Seorang pria yang sehari-hari bekerja sebagai pengatur lalu lintas sukarela (Pak Ogah) di kawasan Cibeureum ditemukan meninggal dunia di dasar sungai di Jalan Jenderal Amir Mahmud, Kecamatan Andir, Kota Bandung
Thank you for reading this post, don't forget to subscribe!
BANDUNG, NyaringIndonesia.com – Seorang pria yang sehari-hari bekerja sebagai pengatur lalu lintas sukarela (Pak Ogah) di kawasan Cibeureum ditemukan meninggal dunia di dasar sungai di Jalan Jenderal Amir Mahmud, Kecamatan Andir, Kota Bandung, Senin (01/06/26). Korban diduga terjatuh ke sungai setelah penyakit epilepsi yang dideritanya kambuh.
Korban ditemukan dalam kondisi tak bernyawa dengan kondisi tubuh telah kaku. Identitas pria tersebut belum diketahui secara pasti, namun warga sekitar mengenalnya sebagai sosok yang kerap membantu mengatur kendaraan di kawasan Cibeureum.
Ketua RT 01 RW 01 Kelurahan Campaka, Asep Maman, mengatakan dugaan tersebut menguat karena korban memiliki riwayat epilepsi dan pernah mengalami kejadian serupa sebelumnya.
“Saya memang tak mengetahui secara pasti kronologinya. Namun yang saya tahu, dia memiliki riwayat epilepsi. Dugaan sementara, saat penyakitnya kambuh dia terjatuh ke sungai,” ujar Asep.

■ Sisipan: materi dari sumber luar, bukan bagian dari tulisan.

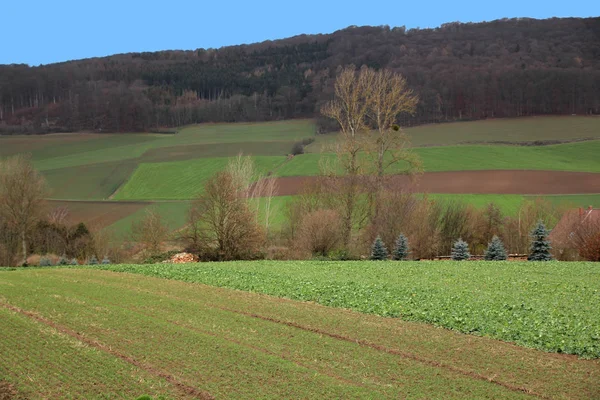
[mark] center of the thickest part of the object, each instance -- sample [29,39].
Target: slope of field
[581,156]
[507,130]
[181,179]
[205,342]
[97,214]
[549,306]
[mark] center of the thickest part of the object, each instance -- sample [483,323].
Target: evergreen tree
[540,245]
[378,250]
[401,250]
[495,250]
[460,250]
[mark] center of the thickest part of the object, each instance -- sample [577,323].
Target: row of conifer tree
[540,248]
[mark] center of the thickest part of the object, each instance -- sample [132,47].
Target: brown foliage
[319,232]
[222,221]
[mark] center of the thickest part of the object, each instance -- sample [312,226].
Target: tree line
[504,68]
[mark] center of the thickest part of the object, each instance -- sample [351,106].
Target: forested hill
[504,68]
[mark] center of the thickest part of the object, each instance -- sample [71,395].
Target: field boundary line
[186,389]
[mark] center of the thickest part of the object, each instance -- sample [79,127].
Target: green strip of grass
[548,306]
[182,179]
[582,157]
[234,344]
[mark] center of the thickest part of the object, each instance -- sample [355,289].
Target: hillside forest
[460,71]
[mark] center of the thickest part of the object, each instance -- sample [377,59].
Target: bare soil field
[483,182]
[98,214]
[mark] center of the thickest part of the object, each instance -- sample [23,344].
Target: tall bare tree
[388,97]
[22,193]
[349,108]
[222,220]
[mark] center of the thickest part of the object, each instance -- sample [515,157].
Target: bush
[378,250]
[45,262]
[540,245]
[460,250]
[319,232]
[495,250]
[401,250]
[297,148]
[307,141]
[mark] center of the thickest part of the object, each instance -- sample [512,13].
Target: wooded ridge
[461,71]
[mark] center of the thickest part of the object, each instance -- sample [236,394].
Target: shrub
[307,141]
[401,250]
[378,250]
[297,148]
[460,250]
[540,245]
[45,262]
[495,250]
[319,232]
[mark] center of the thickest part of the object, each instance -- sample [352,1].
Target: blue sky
[40,32]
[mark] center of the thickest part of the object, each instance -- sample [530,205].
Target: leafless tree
[222,219]
[22,193]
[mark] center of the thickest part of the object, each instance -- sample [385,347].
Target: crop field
[513,130]
[139,334]
[548,306]
[97,214]
[181,179]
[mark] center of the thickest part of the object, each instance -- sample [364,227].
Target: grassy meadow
[156,167]
[137,333]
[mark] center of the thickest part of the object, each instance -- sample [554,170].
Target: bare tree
[222,219]
[22,193]
[388,97]
[253,184]
[349,108]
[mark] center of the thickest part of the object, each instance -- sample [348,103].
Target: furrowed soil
[477,182]
[185,340]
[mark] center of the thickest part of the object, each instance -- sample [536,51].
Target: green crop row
[549,306]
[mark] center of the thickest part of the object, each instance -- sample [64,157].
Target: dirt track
[491,182]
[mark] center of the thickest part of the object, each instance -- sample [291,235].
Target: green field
[513,130]
[181,179]
[553,306]
[175,166]
[582,157]
[98,334]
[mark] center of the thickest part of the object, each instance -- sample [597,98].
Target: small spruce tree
[460,251]
[540,245]
[378,250]
[401,250]
[495,250]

Asep menjelaskan, laporan mengenai penemuan korban diterimanya sekitar pukul 07.00 WIB dari seorang warga yang hendak berangkat bekerja. Sementara itu, berdasarkan keterangan seorang sopir taksi, korban masih terlihat beraktivitas mengatur arus kendaraan di kawasan Babakan Cibeureum sekitar pukul 05.00 WIB.

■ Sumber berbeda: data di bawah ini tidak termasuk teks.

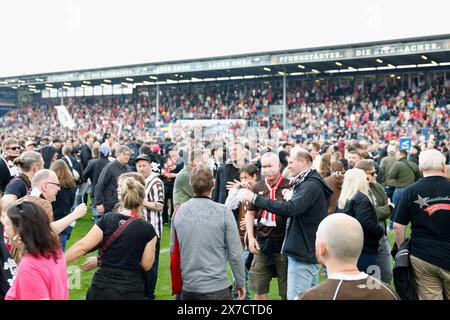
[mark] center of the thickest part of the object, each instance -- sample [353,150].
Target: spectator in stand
[105,194]
[339,252]
[354,201]
[386,165]
[42,273]
[171,167]
[65,198]
[383,208]
[306,205]
[29,162]
[228,172]
[402,174]
[426,205]
[207,236]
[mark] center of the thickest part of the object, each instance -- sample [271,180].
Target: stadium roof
[388,56]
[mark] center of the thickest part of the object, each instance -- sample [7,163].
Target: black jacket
[105,192]
[5,175]
[307,208]
[93,170]
[360,208]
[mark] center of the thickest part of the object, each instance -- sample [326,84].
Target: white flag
[64,117]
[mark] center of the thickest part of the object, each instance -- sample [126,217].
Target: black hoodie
[306,209]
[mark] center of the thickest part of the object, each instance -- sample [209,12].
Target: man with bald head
[265,242]
[339,243]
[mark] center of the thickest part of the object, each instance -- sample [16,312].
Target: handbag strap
[116,233]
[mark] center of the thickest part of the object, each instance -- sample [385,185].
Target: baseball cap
[104,149]
[143,157]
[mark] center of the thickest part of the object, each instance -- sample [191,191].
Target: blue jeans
[397,194]
[96,215]
[384,260]
[301,277]
[64,236]
[151,276]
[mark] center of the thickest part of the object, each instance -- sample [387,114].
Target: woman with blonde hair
[127,246]
[65,197]
[383,208]
[354,201]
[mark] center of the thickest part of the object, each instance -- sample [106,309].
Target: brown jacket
[335,183]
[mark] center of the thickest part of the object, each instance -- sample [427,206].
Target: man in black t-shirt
[426,204]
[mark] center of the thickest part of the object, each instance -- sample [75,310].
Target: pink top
[40,279]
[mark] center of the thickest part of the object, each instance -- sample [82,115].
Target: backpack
[403,275]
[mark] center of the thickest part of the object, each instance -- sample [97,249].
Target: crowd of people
[284,210]
[373,110]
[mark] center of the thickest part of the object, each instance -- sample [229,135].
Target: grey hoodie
[208,237]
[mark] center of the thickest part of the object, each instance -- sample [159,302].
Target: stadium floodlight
[406,66]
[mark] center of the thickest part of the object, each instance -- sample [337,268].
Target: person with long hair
[383,208]
[42,273]
[122,264]
[65,197]
[354,200]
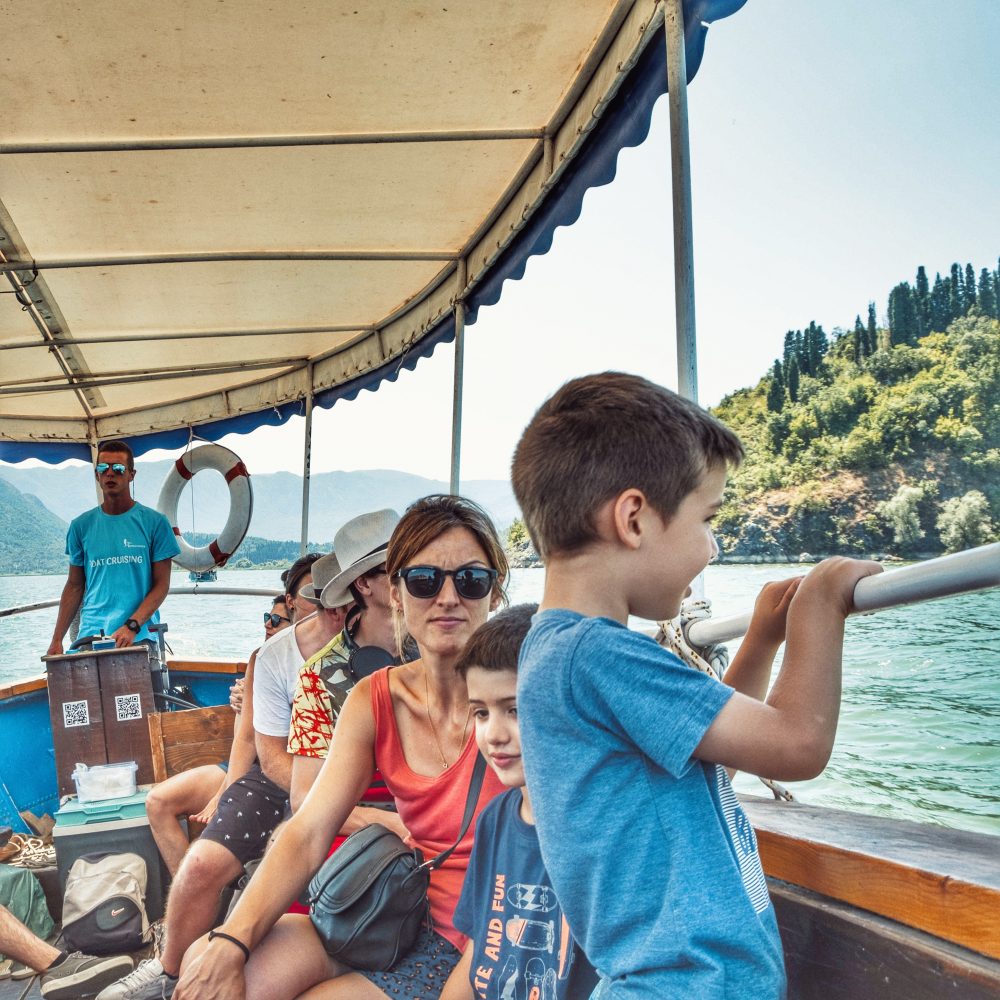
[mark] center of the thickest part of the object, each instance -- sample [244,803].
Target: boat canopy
[215,214]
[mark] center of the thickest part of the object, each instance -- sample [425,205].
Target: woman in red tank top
[413,722]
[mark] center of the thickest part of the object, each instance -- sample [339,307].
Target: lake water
[919,734]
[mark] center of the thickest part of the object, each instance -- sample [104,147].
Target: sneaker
[148,982]
[79,975]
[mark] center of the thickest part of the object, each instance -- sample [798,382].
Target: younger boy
[520,944]
[625,747]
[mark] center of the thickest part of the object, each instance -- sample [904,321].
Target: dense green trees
[891,435]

“Dari informasi yang saya terima, sekitar pukul 05.00 WIB korban masih terlihat bekerja. Kemudian sekitar pukul 07.00 WIB sudah ditemukan di sungai. Karena itu, kami menduga korban terjatuh ketika epilepsinya kambuh,” katanya.

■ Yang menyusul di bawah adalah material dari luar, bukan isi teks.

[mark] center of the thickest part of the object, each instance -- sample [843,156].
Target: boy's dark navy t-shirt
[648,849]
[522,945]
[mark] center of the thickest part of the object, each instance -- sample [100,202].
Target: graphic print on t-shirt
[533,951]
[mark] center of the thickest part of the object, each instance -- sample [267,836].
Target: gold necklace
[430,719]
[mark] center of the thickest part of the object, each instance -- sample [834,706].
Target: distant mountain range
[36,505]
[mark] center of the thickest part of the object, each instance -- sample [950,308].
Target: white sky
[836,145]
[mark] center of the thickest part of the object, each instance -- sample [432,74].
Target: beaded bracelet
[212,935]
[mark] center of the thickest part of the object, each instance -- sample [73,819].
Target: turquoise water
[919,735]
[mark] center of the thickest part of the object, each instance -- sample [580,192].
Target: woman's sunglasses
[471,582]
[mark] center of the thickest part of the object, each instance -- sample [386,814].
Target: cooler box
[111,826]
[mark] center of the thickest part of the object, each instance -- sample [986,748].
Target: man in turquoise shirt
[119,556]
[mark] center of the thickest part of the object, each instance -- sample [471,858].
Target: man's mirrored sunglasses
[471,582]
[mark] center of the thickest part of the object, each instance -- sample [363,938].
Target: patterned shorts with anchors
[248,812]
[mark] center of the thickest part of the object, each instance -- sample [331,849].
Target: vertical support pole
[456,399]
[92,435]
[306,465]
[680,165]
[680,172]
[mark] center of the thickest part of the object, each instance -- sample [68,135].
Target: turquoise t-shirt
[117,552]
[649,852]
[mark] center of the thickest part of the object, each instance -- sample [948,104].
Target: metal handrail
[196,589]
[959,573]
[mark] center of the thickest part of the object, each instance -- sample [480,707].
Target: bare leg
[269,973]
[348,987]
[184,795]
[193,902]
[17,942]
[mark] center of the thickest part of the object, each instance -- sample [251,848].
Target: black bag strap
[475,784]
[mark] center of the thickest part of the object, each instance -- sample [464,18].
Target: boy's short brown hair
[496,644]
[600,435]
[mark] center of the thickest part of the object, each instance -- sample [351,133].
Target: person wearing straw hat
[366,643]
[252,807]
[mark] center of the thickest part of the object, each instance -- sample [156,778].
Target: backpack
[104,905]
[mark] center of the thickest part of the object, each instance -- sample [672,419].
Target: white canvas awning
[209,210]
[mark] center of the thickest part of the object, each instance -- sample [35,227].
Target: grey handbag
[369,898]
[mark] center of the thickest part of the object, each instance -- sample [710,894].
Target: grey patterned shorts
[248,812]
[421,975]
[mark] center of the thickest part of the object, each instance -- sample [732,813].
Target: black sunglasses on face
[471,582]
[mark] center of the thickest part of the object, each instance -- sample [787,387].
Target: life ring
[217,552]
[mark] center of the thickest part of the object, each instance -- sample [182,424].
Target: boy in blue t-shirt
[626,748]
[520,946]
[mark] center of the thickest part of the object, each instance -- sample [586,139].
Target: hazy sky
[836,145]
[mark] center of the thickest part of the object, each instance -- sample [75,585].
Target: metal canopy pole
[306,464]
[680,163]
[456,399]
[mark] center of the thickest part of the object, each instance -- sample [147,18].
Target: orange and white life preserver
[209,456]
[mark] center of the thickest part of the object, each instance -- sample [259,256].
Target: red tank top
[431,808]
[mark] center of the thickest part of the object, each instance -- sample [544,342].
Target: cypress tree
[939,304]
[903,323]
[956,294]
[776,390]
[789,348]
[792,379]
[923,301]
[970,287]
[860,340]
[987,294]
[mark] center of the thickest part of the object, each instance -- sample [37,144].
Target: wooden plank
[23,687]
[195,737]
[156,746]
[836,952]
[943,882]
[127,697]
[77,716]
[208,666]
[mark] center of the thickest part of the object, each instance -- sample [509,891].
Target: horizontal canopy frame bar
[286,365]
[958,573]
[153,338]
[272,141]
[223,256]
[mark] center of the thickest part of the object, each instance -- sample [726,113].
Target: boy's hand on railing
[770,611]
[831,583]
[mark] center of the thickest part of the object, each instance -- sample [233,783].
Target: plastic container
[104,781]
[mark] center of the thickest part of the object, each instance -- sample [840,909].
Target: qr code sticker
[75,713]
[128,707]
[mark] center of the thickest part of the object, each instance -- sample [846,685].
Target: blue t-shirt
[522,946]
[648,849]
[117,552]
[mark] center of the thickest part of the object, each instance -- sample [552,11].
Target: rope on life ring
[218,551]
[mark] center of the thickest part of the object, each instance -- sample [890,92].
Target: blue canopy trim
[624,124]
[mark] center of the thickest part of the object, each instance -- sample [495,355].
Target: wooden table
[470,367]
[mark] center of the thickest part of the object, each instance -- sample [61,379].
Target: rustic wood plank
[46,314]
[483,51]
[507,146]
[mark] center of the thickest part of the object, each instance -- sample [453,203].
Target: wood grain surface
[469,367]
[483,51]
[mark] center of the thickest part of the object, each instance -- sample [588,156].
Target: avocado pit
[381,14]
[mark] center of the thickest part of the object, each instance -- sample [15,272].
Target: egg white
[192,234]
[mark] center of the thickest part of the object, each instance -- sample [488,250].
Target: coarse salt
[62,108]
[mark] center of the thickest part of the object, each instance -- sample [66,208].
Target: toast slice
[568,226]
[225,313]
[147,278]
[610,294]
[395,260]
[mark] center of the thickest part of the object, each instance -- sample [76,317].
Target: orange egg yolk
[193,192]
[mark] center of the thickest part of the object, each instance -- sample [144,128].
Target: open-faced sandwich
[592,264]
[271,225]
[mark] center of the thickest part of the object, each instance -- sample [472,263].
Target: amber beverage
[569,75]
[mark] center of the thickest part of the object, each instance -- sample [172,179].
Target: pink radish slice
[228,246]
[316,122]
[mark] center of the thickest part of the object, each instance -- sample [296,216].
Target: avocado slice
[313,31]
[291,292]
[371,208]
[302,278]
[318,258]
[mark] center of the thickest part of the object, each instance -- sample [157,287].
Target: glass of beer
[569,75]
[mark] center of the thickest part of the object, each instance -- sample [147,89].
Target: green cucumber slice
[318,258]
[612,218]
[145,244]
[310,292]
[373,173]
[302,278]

Menurut Asep, korban sebelumnya tinggal bersama ibu dan ayah tirinya di wilayah tersebut. Namun setelah ibunya meninggal dunia, korban hidup seorang diri tanpa tempat tinggal tetap.
“Sebelumnya ia tinggal bersama ibu dan ayah tirinya. Setelah ibunya meninggal, saudara-saudaranya pindah. Dia tetap bertahan di sini dan sering tidur di gardu listrik maupun pos ronda,” tuturnya.
Sementara itu, jenazah korban dievakuasi sekitar pukul 09.30 WIB oleh tim Inafis dan PMI dengan bantuan warga setempat. Selanjutnya, korban dibawa ke rumah sakit untuk menjalani proses pemeriksaan dan pemulasaraan lebih lanjut.
Hingga saat ini, penyebab pasti kematian korban masih menunggu hasil pemeriksaan pihak berwenang.